Da ist uns doch ein Interview tatsächlich ins Sommerloch gerutscht und wäre um ein Haar vergessen worden. Aber was lange währt, wird endlich Gero.
Johann: Wer und woher seid Ihr?
Gero: Ich bin Gero, beinahe 18 Jahre alt und ein Bauer
in Reutlingen. Ich habe eine Schwester, die bei mir wohnt, meine Eltern
und meine Brüder habe ich dagegen vor über einem Jahr verlassen.
Manchmal wollen sie mir in Reutlingen unbedingt einen Spitznamen geben,
weil das allein wohl zu langweilig ist, Geronimo, der Heilige Gero,
sowas, aber normalerweise reicht Gero völlig aus. Achja, und
Bürgervertreter bin ich seit Kurzem auch, etwas, worauf ich glatt ein
wenig stolz bin.
Johann: Habt ihr immer schon dort gelebt, wo ihr jetzt lebt? Falls nein, wo habt ihr gelebt und warum seid ihr umgezogen?
Gero: Eigentlich komme ich aus Schwäbisch-Hall und dort
in der Nähe wurde ich auch geboren. Nach Reutlingen bin ich auf die
Bitte von einer ehemaligen Freundin gekommen und habe es seither nur
selten bereut.
Johann: Wie verbringt Ihr Eure Zeit?
Gero: Die meiste Zeit bin ich auf meinem Feld zugange,
sorge dafür, dass Getreide und Gemüse gut wächst und ich im nächsten
Winter etwas zu Essen habe. In den Wirtshäusern bin ich ebenfalls oft
anzutreffen, ich mag es mit meinen Freunden zu plaudern und die kleinen
Probleme des Alltags mit ihnen gemeinsam zu lösen.
Johann: Was ist das schöne an Eurem Heimatort, was stört oder fehlt?
Gero: In Reutlingen ist immer etwas los und man ist nie
einsam. Dafür fehlt manchmal die Ruhe und die Dramen, in die man
hineingezogen wird oder die man miterlebt, nehmen überhand.
Johann: Habt ihr eine schöne Geschichte für uns? Etwas, an was ihr Euch immer erinnern werdet?
Gero: Ja, die habe ich tatsächlich, ich möchte etwas
erzählen, was ich vor wenigen Monaten genau so miterlebt habe, und bei
der aktuellen Gefahr auf Württembergs Straßen finde ich diese Geschichte
heute aktueller denn je.
Ich war mit drei Freunden unterwegs, als wir ausgeraubt wurden.

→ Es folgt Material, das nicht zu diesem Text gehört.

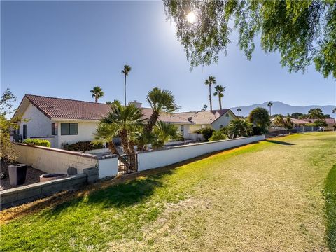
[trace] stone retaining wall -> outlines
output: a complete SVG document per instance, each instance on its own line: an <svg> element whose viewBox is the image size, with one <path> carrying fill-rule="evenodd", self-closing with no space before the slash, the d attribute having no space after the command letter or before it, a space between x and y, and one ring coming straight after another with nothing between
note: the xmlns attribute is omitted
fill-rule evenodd
<svg viewBox="0 0 336 252"><path fill-rule="evenodd" d="M77 189L99 179L97 168L84 169L83 172L64 178L39 182L1 191L0 209L30 202L62 191Z"/></svg>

Neben allen Talern waren unter den Dingen, die wir verloren, auch einige
persönliche Wertsachen. Sie waren zwar zweifelsfrei als solche zu
erkennen, hätten aber auch dem Räuber im Verkauf sicher noch ein paar
Taler extra eingebracht. Am Ende wurden uns diese Wertsachen wieder
zugespielt und bis auf ein paar Schrammen und blaue Flecke ist am Ende
nichts passiert, wenn man mal vom Verlust der Taler absieht. Es ist
nicht schön, ausgeraubt zu werden, aber wir haben etwas erlebt, sind
daran gewachsen und wir konnten bald wieder darüber lachen. Ich möchte
den Raub sicher nicht verharmlosen, aber wären alle Überfälle so wie
dieser, würde ich mich auch allein auf die Straße trauen.
Johann: Was gefällt Euch in Württemberg, was fehlt in Württemberg?
Gero: Württemberg ist wie Reutlingen, nur in groß, und
langweilig wird es hier so bald bestimmt nicht. Es gibt tolle
Freundschaften und sinnlos ausgelebte Abneigungen. Mir missfällt, dass
der persönliche Vorteil bei vielen über dem Wohl aller steht und der
Sinn für die Gemeinschaft fehlt, die wir nun ein mal sind. Dagegen
gefällt mir, dass es engagierte Bürger gibt, die genau das versuchen zu
ändern.
Vielen Dank an Herrn Gero Grünschleier, den weisen Bürgervertreter, für das Beantworten unserer Fragen.